ELIZABETH II IS not the sort to brood about mortality, but in the early years of her ninth decade she almost seemed to be making her way down a sort of royal bucket list, checking off things she hadn’t done before, and places she hadn’t seen. In June 2008, she attended her first luncheon at Pratt’s, an exclusive men’s club in St. James’s owned by the Duke of Devonshire. At the invitation of a conservation group called the Shikar Club, she joined her husband and ten other members for drinks in front of a large fireplace, followed by a robust meal of smoked salmon, lamb cutlet, and treacle tart. The following July she watched the annual Swan Upping, a ritual dating to the twelfth century when the swans on the Thames (which belong to the sovereign) are officially counted. She even started taking a regular commuter train to and from King’s Lynn in Norfolk for her annual winter break at Sandringham. She didn’t sit with the regular passengers, however; for security reasons, she and her small party took over a first-class compartment.

For shooting, stalking, and fishing weekends at Sandringham and Balmoral she began including more guests a generation younger. “We have seen less of them,” said a woman who had been a regular guest of Elizabeth II and Philip since the 1950s. “They don’t just see the old fogies.”

The children of her longtime friends found that she responded readily when they invited her to informal dinners, where she took time to chat with their own teenage children, asking them questions and listening intently. When one of her bridesmaids, Lady Elizabeth Longman (known to her friends as “Smith”), turned eighty, Elizabeth II went to a cocktail party in her honor in a small flat. While a female protection officer waited in the car, a guest escorted the Queen up in a rickety elevator. She stayed for more than an hour and spent a full fifteen minutes talking to Smith’s grandson, Freddy Van Zevenbergen, a designer who built scale models of grand houses.

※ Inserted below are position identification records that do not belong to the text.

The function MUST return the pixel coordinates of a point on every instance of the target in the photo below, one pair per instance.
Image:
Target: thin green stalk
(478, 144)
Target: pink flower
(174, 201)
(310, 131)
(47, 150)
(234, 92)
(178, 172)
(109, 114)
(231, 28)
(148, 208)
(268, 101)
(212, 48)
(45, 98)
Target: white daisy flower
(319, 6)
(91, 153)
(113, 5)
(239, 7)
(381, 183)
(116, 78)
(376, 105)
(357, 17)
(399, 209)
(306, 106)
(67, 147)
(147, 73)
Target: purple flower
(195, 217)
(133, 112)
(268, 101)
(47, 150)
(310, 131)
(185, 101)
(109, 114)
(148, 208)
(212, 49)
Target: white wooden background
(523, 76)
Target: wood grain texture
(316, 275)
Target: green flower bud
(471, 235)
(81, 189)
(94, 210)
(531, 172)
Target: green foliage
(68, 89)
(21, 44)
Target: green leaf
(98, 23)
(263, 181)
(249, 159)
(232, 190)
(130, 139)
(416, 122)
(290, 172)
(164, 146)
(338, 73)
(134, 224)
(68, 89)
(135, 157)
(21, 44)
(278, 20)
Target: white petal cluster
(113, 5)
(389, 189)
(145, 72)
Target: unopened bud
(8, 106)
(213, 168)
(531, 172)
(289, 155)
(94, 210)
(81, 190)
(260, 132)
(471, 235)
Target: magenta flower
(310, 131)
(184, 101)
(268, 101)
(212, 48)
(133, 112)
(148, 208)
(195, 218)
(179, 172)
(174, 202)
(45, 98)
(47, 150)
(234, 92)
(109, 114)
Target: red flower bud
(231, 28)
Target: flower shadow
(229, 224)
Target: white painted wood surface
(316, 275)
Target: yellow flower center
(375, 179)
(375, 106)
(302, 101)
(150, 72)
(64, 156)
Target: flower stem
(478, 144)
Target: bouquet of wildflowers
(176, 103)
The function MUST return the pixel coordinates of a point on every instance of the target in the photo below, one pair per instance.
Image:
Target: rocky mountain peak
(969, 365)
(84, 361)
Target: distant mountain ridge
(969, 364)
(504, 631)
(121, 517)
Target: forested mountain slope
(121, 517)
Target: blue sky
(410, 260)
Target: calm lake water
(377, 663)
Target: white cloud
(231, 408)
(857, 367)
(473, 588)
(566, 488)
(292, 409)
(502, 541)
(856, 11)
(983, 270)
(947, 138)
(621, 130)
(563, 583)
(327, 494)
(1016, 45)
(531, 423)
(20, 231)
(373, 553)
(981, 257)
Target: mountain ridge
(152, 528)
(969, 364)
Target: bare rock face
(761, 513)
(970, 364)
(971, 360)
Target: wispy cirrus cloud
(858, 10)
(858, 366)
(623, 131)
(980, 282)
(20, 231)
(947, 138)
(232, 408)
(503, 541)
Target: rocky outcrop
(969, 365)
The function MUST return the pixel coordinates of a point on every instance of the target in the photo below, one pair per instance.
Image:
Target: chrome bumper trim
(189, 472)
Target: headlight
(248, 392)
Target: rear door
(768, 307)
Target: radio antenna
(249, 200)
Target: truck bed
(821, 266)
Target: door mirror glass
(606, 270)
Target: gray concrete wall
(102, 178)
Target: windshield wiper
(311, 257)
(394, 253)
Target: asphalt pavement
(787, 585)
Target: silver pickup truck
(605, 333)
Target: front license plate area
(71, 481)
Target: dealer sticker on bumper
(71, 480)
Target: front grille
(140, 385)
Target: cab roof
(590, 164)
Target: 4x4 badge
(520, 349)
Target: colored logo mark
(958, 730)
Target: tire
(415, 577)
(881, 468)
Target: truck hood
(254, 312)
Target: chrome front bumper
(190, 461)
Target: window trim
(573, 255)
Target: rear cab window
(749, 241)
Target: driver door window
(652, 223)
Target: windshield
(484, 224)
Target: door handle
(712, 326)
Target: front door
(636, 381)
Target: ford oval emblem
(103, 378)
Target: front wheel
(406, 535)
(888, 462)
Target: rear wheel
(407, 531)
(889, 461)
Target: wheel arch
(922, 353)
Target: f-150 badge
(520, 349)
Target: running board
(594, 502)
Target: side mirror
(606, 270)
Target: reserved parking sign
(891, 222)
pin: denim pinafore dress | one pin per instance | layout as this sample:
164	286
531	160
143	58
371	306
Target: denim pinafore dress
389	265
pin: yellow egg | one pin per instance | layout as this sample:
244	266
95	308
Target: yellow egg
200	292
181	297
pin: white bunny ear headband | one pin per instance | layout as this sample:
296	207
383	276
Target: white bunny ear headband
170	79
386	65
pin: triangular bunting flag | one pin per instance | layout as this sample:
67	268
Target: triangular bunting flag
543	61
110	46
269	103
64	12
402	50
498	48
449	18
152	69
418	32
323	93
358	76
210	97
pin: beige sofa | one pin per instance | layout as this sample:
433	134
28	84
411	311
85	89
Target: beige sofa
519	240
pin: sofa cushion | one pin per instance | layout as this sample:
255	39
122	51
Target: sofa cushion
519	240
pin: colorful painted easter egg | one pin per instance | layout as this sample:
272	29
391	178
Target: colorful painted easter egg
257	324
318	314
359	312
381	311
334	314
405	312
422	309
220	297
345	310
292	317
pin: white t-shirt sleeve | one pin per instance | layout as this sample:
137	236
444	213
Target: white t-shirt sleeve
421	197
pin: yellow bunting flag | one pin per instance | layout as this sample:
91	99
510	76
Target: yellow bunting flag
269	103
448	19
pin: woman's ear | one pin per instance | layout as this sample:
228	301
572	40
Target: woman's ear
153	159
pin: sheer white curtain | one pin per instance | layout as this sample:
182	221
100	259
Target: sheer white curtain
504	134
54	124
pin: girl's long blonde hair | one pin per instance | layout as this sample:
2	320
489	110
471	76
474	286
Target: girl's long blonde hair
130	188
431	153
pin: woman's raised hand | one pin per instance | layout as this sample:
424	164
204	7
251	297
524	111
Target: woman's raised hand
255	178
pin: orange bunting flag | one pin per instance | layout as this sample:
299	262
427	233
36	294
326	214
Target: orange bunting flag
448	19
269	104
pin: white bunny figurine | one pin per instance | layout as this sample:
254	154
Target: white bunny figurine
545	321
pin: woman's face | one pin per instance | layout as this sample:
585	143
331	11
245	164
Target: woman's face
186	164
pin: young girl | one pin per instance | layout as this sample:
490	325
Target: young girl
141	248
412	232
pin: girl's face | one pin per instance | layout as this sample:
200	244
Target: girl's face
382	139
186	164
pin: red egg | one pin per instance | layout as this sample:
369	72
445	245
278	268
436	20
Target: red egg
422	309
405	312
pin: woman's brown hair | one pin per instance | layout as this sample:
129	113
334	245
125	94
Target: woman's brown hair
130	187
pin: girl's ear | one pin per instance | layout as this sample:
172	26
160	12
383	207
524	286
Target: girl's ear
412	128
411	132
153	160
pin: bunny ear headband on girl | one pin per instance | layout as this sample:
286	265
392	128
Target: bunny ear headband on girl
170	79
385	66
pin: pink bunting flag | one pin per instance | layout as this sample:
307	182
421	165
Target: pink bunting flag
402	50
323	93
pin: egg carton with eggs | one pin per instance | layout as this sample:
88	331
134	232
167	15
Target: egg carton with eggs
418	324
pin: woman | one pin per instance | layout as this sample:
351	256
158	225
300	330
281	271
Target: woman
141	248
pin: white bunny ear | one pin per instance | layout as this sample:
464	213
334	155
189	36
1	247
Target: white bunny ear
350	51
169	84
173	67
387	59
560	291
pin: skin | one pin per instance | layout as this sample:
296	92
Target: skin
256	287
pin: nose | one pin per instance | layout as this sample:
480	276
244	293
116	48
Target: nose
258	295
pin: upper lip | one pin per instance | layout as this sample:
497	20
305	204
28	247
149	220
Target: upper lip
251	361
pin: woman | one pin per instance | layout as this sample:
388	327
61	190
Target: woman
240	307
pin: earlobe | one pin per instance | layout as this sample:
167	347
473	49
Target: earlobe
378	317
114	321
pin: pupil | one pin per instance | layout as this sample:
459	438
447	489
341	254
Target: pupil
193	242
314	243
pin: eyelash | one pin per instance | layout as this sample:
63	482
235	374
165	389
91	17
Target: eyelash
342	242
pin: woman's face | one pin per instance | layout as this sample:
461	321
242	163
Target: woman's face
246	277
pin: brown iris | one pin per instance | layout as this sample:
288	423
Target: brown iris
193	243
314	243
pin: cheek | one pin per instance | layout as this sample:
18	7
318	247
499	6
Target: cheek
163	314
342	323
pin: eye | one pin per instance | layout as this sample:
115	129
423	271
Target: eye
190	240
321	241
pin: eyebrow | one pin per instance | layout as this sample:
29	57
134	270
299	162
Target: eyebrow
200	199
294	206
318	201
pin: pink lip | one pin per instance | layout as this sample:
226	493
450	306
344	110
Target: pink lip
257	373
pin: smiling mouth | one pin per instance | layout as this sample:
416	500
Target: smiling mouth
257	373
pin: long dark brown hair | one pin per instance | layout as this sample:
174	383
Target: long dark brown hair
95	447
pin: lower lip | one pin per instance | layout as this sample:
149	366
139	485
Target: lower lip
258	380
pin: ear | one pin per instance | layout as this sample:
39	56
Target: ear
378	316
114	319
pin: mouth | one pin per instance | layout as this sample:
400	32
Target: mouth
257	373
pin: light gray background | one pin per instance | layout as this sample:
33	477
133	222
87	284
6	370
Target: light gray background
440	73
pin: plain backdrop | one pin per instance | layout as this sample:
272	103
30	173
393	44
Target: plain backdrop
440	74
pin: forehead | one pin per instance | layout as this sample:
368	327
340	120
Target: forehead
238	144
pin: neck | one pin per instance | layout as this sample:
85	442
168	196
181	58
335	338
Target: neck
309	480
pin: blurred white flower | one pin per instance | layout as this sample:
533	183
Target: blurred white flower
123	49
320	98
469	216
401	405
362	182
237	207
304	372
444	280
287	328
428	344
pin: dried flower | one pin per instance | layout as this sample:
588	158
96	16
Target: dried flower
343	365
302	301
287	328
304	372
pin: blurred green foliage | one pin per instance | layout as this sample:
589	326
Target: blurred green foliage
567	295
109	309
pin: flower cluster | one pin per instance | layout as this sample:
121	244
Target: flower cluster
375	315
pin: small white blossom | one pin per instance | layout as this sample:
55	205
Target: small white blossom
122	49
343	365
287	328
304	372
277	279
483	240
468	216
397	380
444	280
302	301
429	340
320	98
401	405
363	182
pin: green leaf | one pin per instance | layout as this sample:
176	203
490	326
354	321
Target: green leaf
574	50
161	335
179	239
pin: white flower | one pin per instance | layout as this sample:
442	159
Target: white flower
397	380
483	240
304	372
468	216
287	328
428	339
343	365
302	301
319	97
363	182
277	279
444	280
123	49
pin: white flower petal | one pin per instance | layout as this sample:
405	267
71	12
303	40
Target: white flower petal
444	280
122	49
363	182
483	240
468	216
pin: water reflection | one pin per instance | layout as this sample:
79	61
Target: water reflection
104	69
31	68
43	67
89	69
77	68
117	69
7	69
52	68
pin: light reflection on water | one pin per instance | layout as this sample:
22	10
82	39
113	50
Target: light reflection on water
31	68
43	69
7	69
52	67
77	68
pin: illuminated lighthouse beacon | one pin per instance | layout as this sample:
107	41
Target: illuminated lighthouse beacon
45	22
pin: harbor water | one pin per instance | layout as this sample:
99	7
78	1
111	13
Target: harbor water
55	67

For the first time in nine years, the Queen had a winner on the final day of Royal Ascot in June 2008. Her two-year-old colt Free Agent was running behind what John Warren called “a wall” of ten other horses with only three furlongs to go in the Chesham Stakes. But Free Agent, ridden by Richard Hughes, broke through and won by two and a quarter lengths. “I’ve done it!” the Queen shouted. Seated between Warren and her husband, she jumped up and punched the air with her fist—an unusual public display captured by BBC cameras for the evening newscasts. “It was a moment of real joy,” said John Warren. Afterward, “she raced to the paddock like she was 20,” said her fifty-two-year-old bloodstock adviser. “We were struggling to keep up with her. The jockey was trying to explain what had happened but all the Queen wanted to do was touch her horse.”

Earlier in the week at Ascot, Helen Mirren was in attendance to present a trophy, and the Queen asked her cinematic alter ego to the royal box for tea. “I wouldn’t have been invited to tea if she had hated the film,” said Mirren. “I was very touched to be invited.” The Queen said, “Hello, it’s lovely to meet you,” followed by some “horsey chat.” It was only the second time Elizabeth II had met an actress who played her. Some years earlier she had encountered Prunella Scales, who portrayed the Queen in A Question of Attribution.